Şimdi buradan soruyorum. Dünyanın hangi ülkesinde bir yazar, ülkesinin bölünmesinden, etnik grupların birbirinden ayrı yaşamasından söz eder de o yazar demokrasi havarisi ilan edilir?

Bölünmeden terörü yok etmek arzusu, antidemokratiklikse onu da bu millet bilmeli.

Sizin derdiniz, ülkenin terör belasından kurtulması mı, yoksa ezber bozarak ününüze ün katmanız mı? Terörle mücadelede bölünmeyi referans göstermek, demokratlık değil, korkup kaçmaktır. Teröre teslim olmaktır. Türk ve Kürt’ün ayrı yaşaması halinde “terörle mücadele” kavramının ebediyen toprağa gömüleceğini sanırsanız çok aldanırsınız.

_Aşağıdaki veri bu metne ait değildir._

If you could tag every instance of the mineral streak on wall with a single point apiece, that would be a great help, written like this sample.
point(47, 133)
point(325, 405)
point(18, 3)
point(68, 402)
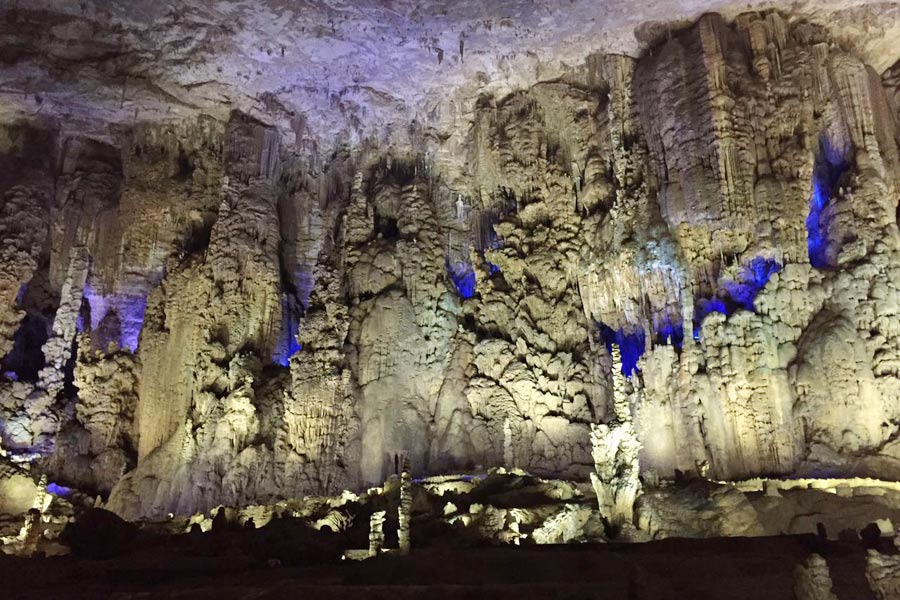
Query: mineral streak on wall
point(209, 308)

Eğer böyle düşünüyorsanız Suriye’nin, Suriye’yi finanse eden Avrupa ve ABD’nin, İran’ın, Irak’ın, Rusya’nın, Bulgaristan’ın, Yunanistan ve Kıbrıs Rum Kesimi’nin, 40 yıldır elbirliği ile ne yapmaya çalıştığını bilmiyorsunuz demektir.

Ezber bozmak, demokrasi kültürünün kriteri değildir. Ezber bozmak, “verip kurtulmak” değildir. Ezber bozmak, kahramanlık değildir. Ezber bozmak, sonu gelmez bölünmenin yolunu açmak değildir. Ezber bozmak, şeytanın avukatlığını yapmak değildir.

Herkesten önce sizin, sorunun menşeini bilmeniz gerekir. Eğer sandığınız gibi PKK bir Kürt ayrılıkçı hareketi olsa ve ülkedeki Kürtler de bu hareketin destekçisi olsaydı 3 hafta önce çıktığınız Paris gezisinden dönemezdiniz. Eğer Türkiye, bir Kürt ayaklanması yaşasaydı, Muğla’nın Akbük Koyu’ndaki “mabediniz”de rahat rahat şarap yudumlayamazdınız.

Sonuç itibarı ile, Türkiye’nin terör belasından kurtulması için ülkedeki Türklerle Kürtlerin ayrı yaşamasını önermek, ezber bozmak ya da demokratlıksa, terörü bitireceğine kesin gözüyle bakılan askeri darbeye “evet” demeniz daha büyük bir demokratlık olacaktır. Ne de olsa size “ezber bozacak” bir manivela lazım.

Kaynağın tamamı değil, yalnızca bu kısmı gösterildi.